Thomas aparcó el coche frente a un edificio de un solo piso de altura, y salieron.
Los pasajeros se apiñaban en aquella pequeña terminal, y el avión que esperaban se encontraba detrás, sacando una escalera de acceso. Kathy fijó la mirada en la valla que cercaba la pista mientras se acercaban al avión; sentía escalofríos en la espalda, y estaba aterrada. «Tranquila», se decía sí misma. «Ya has pasado por esto antes».
Dominándose, precedió a Thomas al subir por la escalerilla.
—Muy bonito —comentó, con un nudo en el esto-mago—. Y muy cómodo.
¿Puedo ver la cabina?
Aparentemente complacido, Thomas le enseñó el complicado panel de control; a Kathy le sorprendía que pudiera manejar todo aquello, como siempre le había asombrado ver a Karin pilotar su avión con tanta confianza. Aspirando profundamente, pudo dominar el temblor que sacudía su cuerpo. Pero sabía que, sobre todo, era el ligero contacto de Thomas el motivo de que siguiera manteniendo la compostura; la fuerte, bronceada mano que mantenía apoyada en su hombro era de una ternura reconfortante.
—Y ahora vamos a ver a Ángel —le dijo, llevándola hacia la escalerilla.
—¿Ángel?
—Sí, Ángel. Eso es lo que ha sido para mí —le explicó Thomas con tono ligero, y la guió hacia un hangar abierto—. Bonita, ¿eh? —murmuró cuando entraron dentro.
A pesar de la penumbra que invadía el hangar, la avioneta parecía brillar con luz propia; su fuselaje refulgía como una limpia y roja manzana.
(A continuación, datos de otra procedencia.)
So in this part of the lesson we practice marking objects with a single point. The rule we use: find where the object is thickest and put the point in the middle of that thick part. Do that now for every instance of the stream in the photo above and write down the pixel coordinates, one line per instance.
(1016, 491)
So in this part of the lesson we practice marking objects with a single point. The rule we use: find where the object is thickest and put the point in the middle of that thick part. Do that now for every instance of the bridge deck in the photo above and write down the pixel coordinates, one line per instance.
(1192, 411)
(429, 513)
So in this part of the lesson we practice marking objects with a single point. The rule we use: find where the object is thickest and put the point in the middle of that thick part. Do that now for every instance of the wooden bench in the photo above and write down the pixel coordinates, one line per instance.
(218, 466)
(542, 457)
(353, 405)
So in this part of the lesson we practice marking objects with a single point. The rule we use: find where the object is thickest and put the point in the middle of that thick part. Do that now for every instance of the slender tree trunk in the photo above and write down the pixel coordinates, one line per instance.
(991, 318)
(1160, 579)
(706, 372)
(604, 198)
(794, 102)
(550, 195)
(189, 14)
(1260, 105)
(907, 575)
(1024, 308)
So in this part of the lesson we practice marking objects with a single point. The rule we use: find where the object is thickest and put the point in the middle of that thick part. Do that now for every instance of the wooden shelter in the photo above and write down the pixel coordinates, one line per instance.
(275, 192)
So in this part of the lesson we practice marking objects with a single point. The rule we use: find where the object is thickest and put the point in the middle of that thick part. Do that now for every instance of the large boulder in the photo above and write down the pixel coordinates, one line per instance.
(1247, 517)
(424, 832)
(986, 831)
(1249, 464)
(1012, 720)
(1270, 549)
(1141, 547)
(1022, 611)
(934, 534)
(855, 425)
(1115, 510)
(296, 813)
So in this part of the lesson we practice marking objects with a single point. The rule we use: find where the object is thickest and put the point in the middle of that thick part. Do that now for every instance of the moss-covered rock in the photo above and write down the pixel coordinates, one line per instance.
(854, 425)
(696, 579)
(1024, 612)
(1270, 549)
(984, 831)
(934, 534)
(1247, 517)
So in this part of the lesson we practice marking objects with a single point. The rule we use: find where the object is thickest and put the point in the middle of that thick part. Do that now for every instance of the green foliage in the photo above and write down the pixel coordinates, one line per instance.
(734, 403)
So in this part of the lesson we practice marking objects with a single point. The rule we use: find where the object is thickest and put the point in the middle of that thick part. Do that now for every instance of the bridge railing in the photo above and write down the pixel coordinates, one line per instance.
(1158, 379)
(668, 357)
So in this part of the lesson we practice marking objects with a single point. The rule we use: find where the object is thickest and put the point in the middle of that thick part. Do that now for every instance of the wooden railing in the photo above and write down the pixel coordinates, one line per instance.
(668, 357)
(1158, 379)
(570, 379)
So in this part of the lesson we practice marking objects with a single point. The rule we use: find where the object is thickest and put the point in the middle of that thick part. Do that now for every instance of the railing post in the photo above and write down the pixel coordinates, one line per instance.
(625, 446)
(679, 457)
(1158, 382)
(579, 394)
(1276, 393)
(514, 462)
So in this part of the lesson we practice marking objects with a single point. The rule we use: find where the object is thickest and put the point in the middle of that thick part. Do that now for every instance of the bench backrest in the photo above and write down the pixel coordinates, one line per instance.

Aferrándose a ese primer pensamiento, Kathy se acercó al aparato intentando ignorar la náusea que le atenazaba el estómago. De repente, escuchó el sonido de un motor; tardó varios segundos en darse cuenta de que se trataba de otro avión que se encontraba en el hangar. Se tragó el nudo que sentía en la garganta, en lucha contra la debilidad que comenzaba a sentir en las piernas.
—Es muy bonita, Thomas —comentó con voz débil.
—Desde luego —repuso convencido.
Luego la tomó del brazo y, para su enorme alivio Kathy se encontró con que la sacaba del hangar, hacia la luz del sol. Y para mayor alivio todavía, mezclado con una grata sorpresa, descubrió que la llevaba fuera del aeropuerto, de vuelta al coche, sin pronunciar una sola palabra.
—¿Ya está? —le preguntó cuando él se sentaba al volante, a su lado.
Thomas se echó a reír y le dio un tierno toquecito en la punta de la nariz.
—Te dije que sólo los echaríamos un vistazo, Kathy.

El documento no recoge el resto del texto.